@KeithR
Thanks, I removed the return print() from the If statement inside the void print() function.
Thank you for your suggestions.
I followed your examples
int intPressure = 12;
int tweet = 0;
int val = 0;
void setup() {
}
void print() {
if(intPressure != 0)
{
Serial.println("HIGH");
tweet = HIGH;
}
else
{
Serial.println("LOW");
tweet = LOW;
}
return tweet;
}
void loop() {
int tweetStatus = print();
val = digitalRead(LED_BUILTIN);
digitalWrite(LED_BUILTIN, tweetStatus);
Serial.println("---");
Serial.println(val);
Serial.println("---");
}
and got 2 error messages :
Error A:
In function 'void print()':
test_bed:21: error:
return-statement with a value, in function returning 'void' [-fpermissive]
return tweet;
^
Error B:
In function 'void loop()':
test_bed:26: error:
void value not ignored as it ought to be
int tweetStatus = print();
^
exit status 1
return-statement with a value, in function returning 'void' [-fpermissive]

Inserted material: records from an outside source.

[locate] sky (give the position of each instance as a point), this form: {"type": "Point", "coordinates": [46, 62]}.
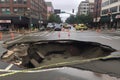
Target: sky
{"type": "Point", "coordinates": [65, 5]}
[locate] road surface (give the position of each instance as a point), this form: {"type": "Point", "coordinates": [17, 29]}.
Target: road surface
{"type": "Point", "coordinates": [106, 38]}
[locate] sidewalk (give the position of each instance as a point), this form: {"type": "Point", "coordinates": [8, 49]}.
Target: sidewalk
{"type": "Point", "coordinates": [8, 35]}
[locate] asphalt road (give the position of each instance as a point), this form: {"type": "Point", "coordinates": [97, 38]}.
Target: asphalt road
{"type": "Point", "coordinates": [106, 38]}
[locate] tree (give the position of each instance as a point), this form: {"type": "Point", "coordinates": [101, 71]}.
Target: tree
{"type": "Point", "coordinates": [54, 18]}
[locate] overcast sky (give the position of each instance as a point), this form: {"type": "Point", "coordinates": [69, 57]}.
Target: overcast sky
{"type": "Point", "coordinates": [65, 5]}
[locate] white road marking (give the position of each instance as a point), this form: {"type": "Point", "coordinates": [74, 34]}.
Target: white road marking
{"type": "Point", "coordinates": [8, 68]}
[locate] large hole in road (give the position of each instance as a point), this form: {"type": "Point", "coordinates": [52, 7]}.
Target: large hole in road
{"type": "Point", "coordinates": [59, 52]}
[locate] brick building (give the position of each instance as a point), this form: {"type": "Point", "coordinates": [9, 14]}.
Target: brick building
{"type": "Point", "coordinates": [22, 13]}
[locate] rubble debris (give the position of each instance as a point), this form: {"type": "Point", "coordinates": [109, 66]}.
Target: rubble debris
{"type": "Point", "coordinates": [31, 55]}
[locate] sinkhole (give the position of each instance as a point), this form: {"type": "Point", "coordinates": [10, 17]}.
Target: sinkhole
{"type": "Point", "coordinates": [56, 53]}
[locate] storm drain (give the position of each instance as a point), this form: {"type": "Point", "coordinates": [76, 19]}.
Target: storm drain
{"type": "Point", "coordinates": [47, 54]}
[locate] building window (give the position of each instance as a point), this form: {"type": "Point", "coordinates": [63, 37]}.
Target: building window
{"type": "Point", "coordinates": [113, 9]}
{"type": "Point", "coordinates": [4, 1]}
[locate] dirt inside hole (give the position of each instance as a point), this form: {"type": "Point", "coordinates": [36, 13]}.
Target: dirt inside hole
{"type": "Point", "coordinates": [32, 55]}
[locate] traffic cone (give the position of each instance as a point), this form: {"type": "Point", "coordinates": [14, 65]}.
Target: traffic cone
{"type": "Point", "coordinates": [0, 35]}
{"type": "Point", "coordinates": [12, 36]}
{"type": "Point", "coordinates": [81, 30]}
{"type": "Point", "coordinates": [98, 30]}
{"type": "Point", "coordinates": [59, 34]}
{"type": "Point", "coordinates": [68, 34]}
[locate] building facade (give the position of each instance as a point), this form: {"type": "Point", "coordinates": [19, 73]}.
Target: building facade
{"type": "Point", "coordinates": [85, 8]}
{"type": "Point", "coordinates": [50, 9]}
{"type": "Point", "coordinates": [110, 12]}
{"type": "Point", "coordinates": [22, 13]}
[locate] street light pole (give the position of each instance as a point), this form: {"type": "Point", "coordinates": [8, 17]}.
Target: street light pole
{"type": "Point", "coordinates": [30, 22]}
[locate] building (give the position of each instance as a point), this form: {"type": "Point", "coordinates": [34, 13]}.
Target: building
{"type": "Point", "coordinates": [22, 13]}
{"type": "Point", "coordinates": [50, 9]}
{"type": "Point", "coordinates": [85, 8]}
{"type": "Point", "coordinates": [97, 11]}
{"type": "Point", "coordinates": [110, 13]}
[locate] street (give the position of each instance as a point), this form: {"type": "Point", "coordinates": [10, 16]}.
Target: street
{"type": "Point", "coordinates": [66, 73]}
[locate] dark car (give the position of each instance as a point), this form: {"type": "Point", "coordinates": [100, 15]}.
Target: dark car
{"type": "Point", "coordinates": [57, 27]}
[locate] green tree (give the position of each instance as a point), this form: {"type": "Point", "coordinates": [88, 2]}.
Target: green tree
{"type": "Point", "coordinates": [54, 18]}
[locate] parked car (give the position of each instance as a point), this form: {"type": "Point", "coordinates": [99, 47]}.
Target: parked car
{"type": "Point", "coordinates": [57, 27]}
{"type": "Point", "coordinates": [68, 28]}
{"type": "Point", "coordinates": [81, 27]}
{"type": "Point", "coordinates": [50, 26]}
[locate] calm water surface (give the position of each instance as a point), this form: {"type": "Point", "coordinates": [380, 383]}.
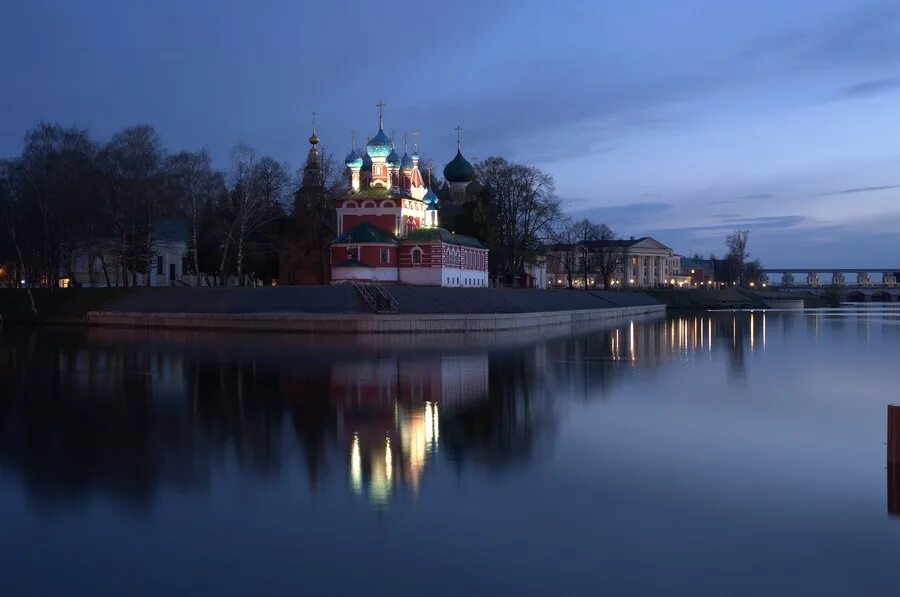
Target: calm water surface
{"type": "Point", "coordinates": [716, 454]}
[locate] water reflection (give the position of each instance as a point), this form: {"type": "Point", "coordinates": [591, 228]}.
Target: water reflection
{"type": "Point", "coordinates": [128, 415]}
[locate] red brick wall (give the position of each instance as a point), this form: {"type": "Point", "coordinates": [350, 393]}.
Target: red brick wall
{"type": "Point", "coordinates": [368, 254]}
{"type": "Point", "coordinates": [385, 222]}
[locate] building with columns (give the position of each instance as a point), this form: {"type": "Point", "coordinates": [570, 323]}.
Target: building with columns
{"type": "Point", "coordinates": [636, 263]}
{"type": "Point", "coordinates": [387, 225]}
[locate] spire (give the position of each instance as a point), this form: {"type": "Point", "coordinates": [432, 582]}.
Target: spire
{"type": "Point", "coordinates": [380, 105]}
{"type": "Point", "coordinates": [314, 139]}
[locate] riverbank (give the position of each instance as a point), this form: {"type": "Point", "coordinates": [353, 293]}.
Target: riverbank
{"type": "Point", "coordinates": [729, 298]}
{"type": "Point", "coordinates": [329, 309]}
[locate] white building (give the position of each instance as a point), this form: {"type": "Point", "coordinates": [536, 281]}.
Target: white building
{"type": "Point", "coordinates": [169, 263]}
{"type": "Point", "coordinates": [640, 263]}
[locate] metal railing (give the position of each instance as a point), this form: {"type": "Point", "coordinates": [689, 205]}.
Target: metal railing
{"type": "Point", "coordinates": [376, 297]}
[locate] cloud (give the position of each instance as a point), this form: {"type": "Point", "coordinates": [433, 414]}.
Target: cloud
{"type": "Point", "coordinates": [728, 224]}
{"type": "Point", "coordinates": [755, 196]}
{"type": "Point", "coordinates": [870, 88]}
{"type": "Point", "coordinates": [862, 190]}
{"type": "Point", "coordinates": [762, 222]}
{"type": "Point", "coordinates": [630, 210]}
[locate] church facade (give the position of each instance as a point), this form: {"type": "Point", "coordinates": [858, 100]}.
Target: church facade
{"type": "Point", "coordinates": [387, 224]}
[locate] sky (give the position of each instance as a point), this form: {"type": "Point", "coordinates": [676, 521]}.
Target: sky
{"type": "Point", "coordinates": [679, 119]}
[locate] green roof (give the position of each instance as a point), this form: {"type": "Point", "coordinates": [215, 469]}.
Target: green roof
{"type": "Point", "coordinates": [439, 234]}
{"type": "Point", "coordinates": [459, 169]}
{"type": "Point", "coordinates": [364, 233]}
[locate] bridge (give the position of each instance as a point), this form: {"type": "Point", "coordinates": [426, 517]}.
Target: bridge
{"type": "Point", "coordinates": [865, 283]}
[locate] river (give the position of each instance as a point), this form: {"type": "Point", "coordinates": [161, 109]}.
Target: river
{"type": "Point", "coordinates": [727, 453]}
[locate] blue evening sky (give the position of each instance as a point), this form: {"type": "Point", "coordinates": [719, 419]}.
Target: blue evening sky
{"type": "Point", "coordinates": [683, 119]}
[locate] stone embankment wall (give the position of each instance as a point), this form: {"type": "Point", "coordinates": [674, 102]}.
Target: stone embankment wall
{"type": "Point", "coordinates": [318, 323]}
{"type": "Point", "coordinates": [338, 309]}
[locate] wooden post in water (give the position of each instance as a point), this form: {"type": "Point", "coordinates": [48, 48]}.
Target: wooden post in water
{"type": "Point", "coordinates": [893, 460]}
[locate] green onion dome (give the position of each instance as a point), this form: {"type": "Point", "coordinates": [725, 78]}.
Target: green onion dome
{"type": "Point", "coordinates": [379, 146]}
{"type": "Point", "coordinates": [353, 159]}
{"type": "Point", "coordinates": [459, 169]}
{"type": "Point", "coordinates": [393, 160]}
{"type": "Point", "coordinates": [430, 199]}
{"type": "Point", "coordinates": [406, 162]}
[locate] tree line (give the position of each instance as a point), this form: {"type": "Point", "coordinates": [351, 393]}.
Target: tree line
{"type": "Point", "coordinates": [68, 193]}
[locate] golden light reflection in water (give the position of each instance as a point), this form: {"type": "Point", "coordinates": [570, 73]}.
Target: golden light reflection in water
{"type": "Point", "coordinates": [415, 434]}
{"type": "Point", "coordinates": [752, 331]}
{"type": "Point", "coordinates": [355, 466]}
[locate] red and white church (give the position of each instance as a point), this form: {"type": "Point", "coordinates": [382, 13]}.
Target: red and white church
{"type": "Point", "coordinates": [387, 225]}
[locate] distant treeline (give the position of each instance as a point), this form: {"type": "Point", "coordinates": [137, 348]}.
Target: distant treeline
{"type": "Point", "coordinates": [68, 194]}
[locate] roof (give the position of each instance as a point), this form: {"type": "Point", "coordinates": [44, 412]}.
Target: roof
{"type": "Point", "coordinates": [364, 233]}
{"type": "Point", "coordinates": [459, 169]}
{"type": "Point", "coordinates": [442, 235]}
{"type": "Point", "coordinates": [619, 243]}
{"type": "Point", "coordinates": [351, 263]}
{"type": "Point", "coordinates": [381, 192]}
{"type": "Point", "coordinates": [172, 229]}
{"type": "Point", "coordinates": [379, 145]}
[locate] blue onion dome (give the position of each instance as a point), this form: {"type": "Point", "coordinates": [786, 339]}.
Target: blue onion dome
{"type": "Point", "coordinates": [353, 159]}
{"type": "Point", "coordinates": [430, 199]}
{"type": "Point", "coordinates": [393, 159]}
{"type": "Point", "coordinates": [379, 146]}
{"type": "Point", "coordinates": [459, 169]}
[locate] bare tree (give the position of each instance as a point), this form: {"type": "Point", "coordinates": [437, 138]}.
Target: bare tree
{"type": "Point", "coordinates": [525, 202]}
{"type": "Point", "coordinates": [12, 204]}
{"type": "Point", "coordinates": [565, 248]}
{"type": "Point", "coordinates": [255, 187]}
{"type": "Point", "coordinates": [612, 256]}
{"type": "Point", "coordinates": [736, 242]}
{"type": "Point", "coordinates": [131, 164]}
{"type": "Point", "coordinates": [196, 183]}
{"type": "Point", "coordinates": [586, 234]}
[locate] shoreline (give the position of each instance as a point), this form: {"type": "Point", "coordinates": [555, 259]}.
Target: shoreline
{"type": "Point", "coordinates": [366, 323]}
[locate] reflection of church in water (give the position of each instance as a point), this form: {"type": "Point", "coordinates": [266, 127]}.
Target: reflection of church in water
{"type": "Point", "coordinates": [389, 410]}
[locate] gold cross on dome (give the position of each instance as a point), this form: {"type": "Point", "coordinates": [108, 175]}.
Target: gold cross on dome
{"type": "Point", "coordinates": [380, 105]}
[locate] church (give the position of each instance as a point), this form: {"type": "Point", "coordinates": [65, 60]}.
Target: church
{"type": "Point", "coordinates": [387, 224]}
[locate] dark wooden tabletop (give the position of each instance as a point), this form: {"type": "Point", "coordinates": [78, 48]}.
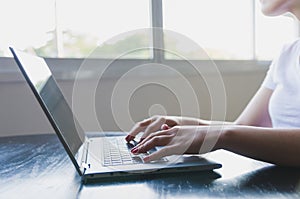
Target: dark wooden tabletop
{"type": "Point", "coordinates": [37, 166]}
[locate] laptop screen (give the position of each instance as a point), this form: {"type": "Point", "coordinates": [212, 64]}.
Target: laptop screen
{"type": "Point", "coordinates": [46, 90]}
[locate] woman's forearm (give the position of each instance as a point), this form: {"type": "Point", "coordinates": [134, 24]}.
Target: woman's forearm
{"type": "Point", "coordinates": [196, 121]}
{"type": "Point", "coordinates": [278, 146]}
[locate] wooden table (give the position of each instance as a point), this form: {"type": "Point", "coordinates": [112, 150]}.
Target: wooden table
{"type": "Point", "coordinates": [36, 166]}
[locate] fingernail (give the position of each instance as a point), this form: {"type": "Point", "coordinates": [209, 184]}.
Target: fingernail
{"type": "Point", "coordinates": [146, 159]}
{"type": "Point", "coordinates": [165, 127]}
{"type": "Point", "coordinates": [134, 150]}
{"type": "Point", "coordinates": [141, 140]}
{"type": "Point", "coordinates": [129, 138]}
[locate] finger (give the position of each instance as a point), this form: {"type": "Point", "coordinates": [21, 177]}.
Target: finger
{"type": "Point", "coordinates": [156, 134]}
{"type": "Point", "coordinates": [153, 142]}
{"type": "Point", "coordinates": [153, 127]}
{"type": "Point", "coordinates": [166, 151]}
{"type": "Point", "coordinates": [139, 127]}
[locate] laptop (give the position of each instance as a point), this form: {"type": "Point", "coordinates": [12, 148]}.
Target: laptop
{"type": "Point", "coordinates": [95, 158]}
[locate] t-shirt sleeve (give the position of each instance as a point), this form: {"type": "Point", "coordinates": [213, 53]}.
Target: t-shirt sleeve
{"type": "Point", "coordinates": [269, 79]}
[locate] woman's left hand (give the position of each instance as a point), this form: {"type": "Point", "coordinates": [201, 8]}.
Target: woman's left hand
{"type": "Point", "coordinates": [179, 140]}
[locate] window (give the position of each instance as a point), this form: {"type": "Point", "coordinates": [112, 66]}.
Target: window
{"type": "Point", "coordinates": [68, 28]}
{"type": "Point", "coordinates": [221, 29]}
{"type": "Point", "coordinates": [226, 30]}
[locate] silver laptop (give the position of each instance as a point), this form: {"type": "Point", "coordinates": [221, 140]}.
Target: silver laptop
{"type": "Point", "coordinates": [96, 158]}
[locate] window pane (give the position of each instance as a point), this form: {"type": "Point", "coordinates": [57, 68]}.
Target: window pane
{"type": "Point", "coordinates": [272, 33]}
{"type": "Point", "coordinates": [27, 25]}
{"type": "Point", "coordinates": [85, 24]}
{"type": "Point", "coordinates": [223, 28]}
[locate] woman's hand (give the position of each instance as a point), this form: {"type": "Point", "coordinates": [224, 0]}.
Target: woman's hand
{"type": "Point", "coordinates": [180, 140]}
{"type": "Point", "coordinates": [157, 123]}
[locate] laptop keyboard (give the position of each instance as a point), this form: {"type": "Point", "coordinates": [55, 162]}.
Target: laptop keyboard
{"type": "Point", "coordinates": [117, 152]}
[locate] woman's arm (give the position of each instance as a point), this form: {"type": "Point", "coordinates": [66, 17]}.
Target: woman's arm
{"type": "Point", "coordinates": [278, 146]}
{"type": "Point", "coordinates": [256, 113]}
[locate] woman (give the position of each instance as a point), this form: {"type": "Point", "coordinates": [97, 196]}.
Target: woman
{"type": "Point", "coordinates": [268, 129]}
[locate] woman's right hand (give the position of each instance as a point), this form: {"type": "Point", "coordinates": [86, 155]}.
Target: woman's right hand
{"type": "Point", "coordinates": [157, 123]}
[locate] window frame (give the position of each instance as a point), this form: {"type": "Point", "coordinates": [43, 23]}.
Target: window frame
{"type": "Point", "coordinates": [63, 68]}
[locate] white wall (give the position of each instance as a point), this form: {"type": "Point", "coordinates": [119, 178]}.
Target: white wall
{"type": "Point", "coordinates": [21, 114]}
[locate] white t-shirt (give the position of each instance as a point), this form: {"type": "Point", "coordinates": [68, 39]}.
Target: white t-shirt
{"type": "Point", "coordinates": [283, 78]}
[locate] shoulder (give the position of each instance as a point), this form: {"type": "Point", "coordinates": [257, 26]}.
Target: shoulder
{"type": "Point", "coordinates": [293, 46]}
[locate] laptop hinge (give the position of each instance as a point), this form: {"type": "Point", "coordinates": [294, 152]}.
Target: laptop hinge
{"type": "Point", "coordinates": [84, 163]}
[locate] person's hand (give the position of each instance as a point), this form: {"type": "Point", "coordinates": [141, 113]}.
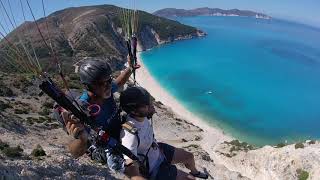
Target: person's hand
{"type": "Point", "coordinates": [137, 66]}
{"type": "Point", "coordinates": [151, 111]}
{"type": "Point", "coordinates": [74, 127]}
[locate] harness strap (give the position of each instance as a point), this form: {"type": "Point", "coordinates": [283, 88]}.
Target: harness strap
{"type": "Point", "coordinates": [128, 126]}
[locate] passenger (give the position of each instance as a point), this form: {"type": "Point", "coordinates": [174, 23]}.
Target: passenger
{"type": "Point", "coordinates": [100, 86]}
{"type": "Point", "coordinates": [157, 159]}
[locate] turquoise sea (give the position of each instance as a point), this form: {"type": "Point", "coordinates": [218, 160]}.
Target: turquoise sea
{"type": "Point", "coordinates": [258, 80]}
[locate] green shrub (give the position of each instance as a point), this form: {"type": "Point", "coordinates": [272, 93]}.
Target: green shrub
{"type": "Point", "coordinates": [38, 151]}
{"type": "Point", "coordinates": [302, 175]}
{"type": "Point", "coordinates": [13, 151]}
{"type": "Point", "coordinates": [48, 104]}
{"type": "Point", "coordinates": [4, 106]}
{"type": "Point", "coordinates": [5, 91]}
{"type": "Point", "coordinates": [299, 145]}
{"type": "Point", "coordinates": [3, 145]}
{"type": "Point", "coordinates": [280, 145]}
{"type": "Point", "coordinates": [45, 112]}
{"type": "Point", "coordinates": [21, 111]}
{"type": "Point", "coordinates": [312, 142]}
{"type": "Point", "coordinates": [31, 120]}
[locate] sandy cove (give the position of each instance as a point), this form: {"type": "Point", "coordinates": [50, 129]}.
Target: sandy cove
{"type": "Point", "coordinates": [239, 160]}
{"type": "Point", "coordinates": [213, 135]}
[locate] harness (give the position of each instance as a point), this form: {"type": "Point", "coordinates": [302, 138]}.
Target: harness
{"type": "Point", "coordinates": [144, 167]}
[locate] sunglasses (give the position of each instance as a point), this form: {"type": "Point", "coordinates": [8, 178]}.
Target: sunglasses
{"type": "Point", "coordinates": [104, 82]}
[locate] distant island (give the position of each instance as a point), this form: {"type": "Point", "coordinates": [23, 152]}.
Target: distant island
{"type": "Point", "coordinates": [172, 12]}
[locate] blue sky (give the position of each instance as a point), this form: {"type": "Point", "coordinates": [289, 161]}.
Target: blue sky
{"type": "Point", "coordinates": [303, 11]}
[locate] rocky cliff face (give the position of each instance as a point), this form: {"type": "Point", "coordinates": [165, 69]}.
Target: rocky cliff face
{"type": "Point", "coordinates": [95, 31]}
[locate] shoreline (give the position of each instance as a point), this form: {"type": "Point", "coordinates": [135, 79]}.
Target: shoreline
{"type": "Point", "coordinates": [212, 136]}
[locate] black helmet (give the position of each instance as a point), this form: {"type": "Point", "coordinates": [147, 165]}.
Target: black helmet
{"type": "Point", "coordinates": [133, 97]}
{"type": "Point", "coordinates": [93, 70]}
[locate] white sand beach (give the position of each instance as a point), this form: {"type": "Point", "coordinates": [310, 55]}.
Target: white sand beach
{"type": "Point", "coordinates": [211, 136]}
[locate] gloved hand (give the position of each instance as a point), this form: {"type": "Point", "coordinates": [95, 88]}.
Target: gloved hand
{"type": "Point", "coordinates": [115, 161]}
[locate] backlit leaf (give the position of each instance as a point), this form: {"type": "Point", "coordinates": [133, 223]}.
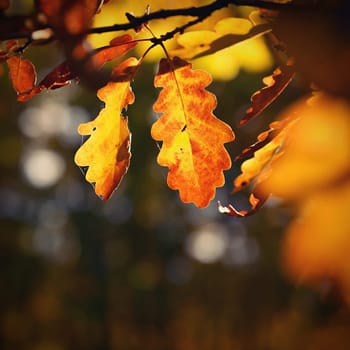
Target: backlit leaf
{"type": "Point", "coordinates": [266, 149]}
{"type": "Point", "coordinates": [192, 136]}
{"type": "Point", "coordinates": [257, 169]}
{"type": "Point", "coordinates": [276, 84]}
{"type": "Point", "coordinates": [316, 246]}
{"type": "Point", "coordinates": [227, 32]}
{"type": "Point", "coordinates": [69, 16]}
{"type": "Point", "coordinates": [256, 201]}
{"type": "Point", "coordinates": [317, 149]}
{"type": "Point", "coordinates": [22, 74]}
{"type": "Point", "coordinates": [107, 150]}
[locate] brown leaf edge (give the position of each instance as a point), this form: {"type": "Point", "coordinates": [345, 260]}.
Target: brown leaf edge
{"type": "Point", "coordinates": [276, 83]}
{"type": "Point", "coordinates": [63, 74]}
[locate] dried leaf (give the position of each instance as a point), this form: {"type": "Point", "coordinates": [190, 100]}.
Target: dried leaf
{"type": "Point", "coordinates": [256, 168]}
{"type": "Point", "coordinates": [22, 74]}
{"type": "Point", "coordinates": [192, 136]}
{"type": "Point", "coordinates": [276, 84]}
{"type": "Point", "coordinates": [63, 74]}
{"type": "Point", "coordinates": [227, 32]}
{"type": "Point", "coordinates": [107, 151]}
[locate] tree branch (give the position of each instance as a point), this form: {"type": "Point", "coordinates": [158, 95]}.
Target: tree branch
{"type": "Point", "coordinates": [200, 13]}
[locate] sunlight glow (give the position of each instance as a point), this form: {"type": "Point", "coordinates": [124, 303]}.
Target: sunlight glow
{"type": "Point", "coordinates": [42, 168]}
{"type": "Point", "coordinates": [208, 244]}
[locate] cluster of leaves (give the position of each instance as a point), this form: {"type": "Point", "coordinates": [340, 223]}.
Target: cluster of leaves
{"type": "Point", "coordinates": [192, 136]}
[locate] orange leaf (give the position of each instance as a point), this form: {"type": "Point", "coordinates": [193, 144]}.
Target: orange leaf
{"type": "Point", "coordinates": [276, 84]}
{"type": "Point", "coordinates": [257, 169]}
{"type": "Point", "coordinates": [192, 136]}
{"type": "Point", "coordinates": [265, 150]}
{"type": "Point", "coordinates": [107, 151]}
{"type": "Point", "coordinates": [22, 74]}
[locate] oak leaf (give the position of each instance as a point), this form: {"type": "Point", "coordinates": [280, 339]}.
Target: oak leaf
{"type": "Point", "coordinates": [192, 136]}
{"type": "Point", "coordinates": [107, 150]}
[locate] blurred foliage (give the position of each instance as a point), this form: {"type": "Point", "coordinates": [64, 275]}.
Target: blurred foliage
{"type": "Point", "coordinates": [77, 273]}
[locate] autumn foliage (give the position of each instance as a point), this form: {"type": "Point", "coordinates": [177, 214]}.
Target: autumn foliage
{"type": "Point", "coordinates": [302, 156]}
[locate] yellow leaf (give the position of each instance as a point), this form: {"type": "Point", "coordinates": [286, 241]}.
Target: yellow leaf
{"type": "Point", "coordinates": [317, 150]}
{"type": "Point", "coordinates": [107, 151]}
{"type": "Point", "coordinates": [265, 151]}
{"type": "Point", "coordinates": [317, 243]}
{"type": "Point", "coordinates": [192, 136]}
{"type": "Point", "coordinates": [227, 32]}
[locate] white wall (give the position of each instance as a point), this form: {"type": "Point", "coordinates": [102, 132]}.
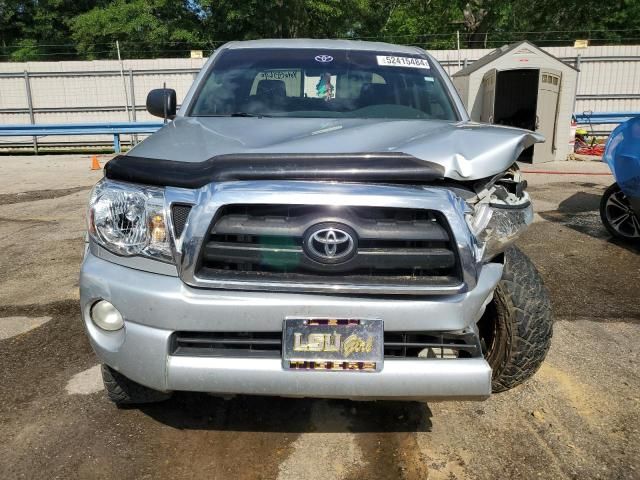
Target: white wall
{"type": "Point", "coordinates": [64, 92]}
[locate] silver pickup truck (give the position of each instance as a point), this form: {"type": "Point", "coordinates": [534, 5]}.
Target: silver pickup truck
{"type": "Point", "coordinates": [319, 219]}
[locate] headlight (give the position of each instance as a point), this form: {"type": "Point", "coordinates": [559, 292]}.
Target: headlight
{"type": "Point", "coordinates": [498, 226]}
{"type": "Point", "coordinates": [129, 220]}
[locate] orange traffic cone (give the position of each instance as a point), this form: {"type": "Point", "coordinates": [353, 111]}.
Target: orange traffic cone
{"type": "Point", "coordinates": [95, 164]}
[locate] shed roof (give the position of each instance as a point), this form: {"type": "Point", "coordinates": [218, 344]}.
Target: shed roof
{"type": "Point", "coordinates": [500, 52]}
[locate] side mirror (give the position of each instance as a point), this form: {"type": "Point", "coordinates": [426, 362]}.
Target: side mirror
{"type": "Point", "coordinates": [161, 102]}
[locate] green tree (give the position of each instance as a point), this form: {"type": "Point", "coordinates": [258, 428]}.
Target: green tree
{"type": "Point", "coordinates": [145, 28]}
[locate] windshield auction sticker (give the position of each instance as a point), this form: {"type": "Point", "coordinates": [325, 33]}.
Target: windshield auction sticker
{"type": "Point", "coordinates": [410, 62]}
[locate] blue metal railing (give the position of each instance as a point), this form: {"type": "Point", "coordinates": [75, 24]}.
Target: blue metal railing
{"type": "Point", "coordinates": [131, 128]}
{"type": "Point", "coordinates": [112, 128]}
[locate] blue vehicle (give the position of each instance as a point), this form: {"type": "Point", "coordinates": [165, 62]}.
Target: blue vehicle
{"type": "Point", "coordinates": [620, 204]}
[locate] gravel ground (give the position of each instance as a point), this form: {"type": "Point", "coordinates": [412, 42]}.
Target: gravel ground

Despite the explanations regarding the error messages below, I don't understand them quite, yet:
Error A
It means a function is declared to return nothing (void) but you are assigning the return code to a variable.
source: void value not ignored as it ought to b - C++ Forum
Error B
The error means that in your function:
void* foo(...);
You have a statement:
return;
But the compiler expects a value to be provided:
return myVoidPtr;
Are the error messages saying that the return statement return tweet returns something that is not there?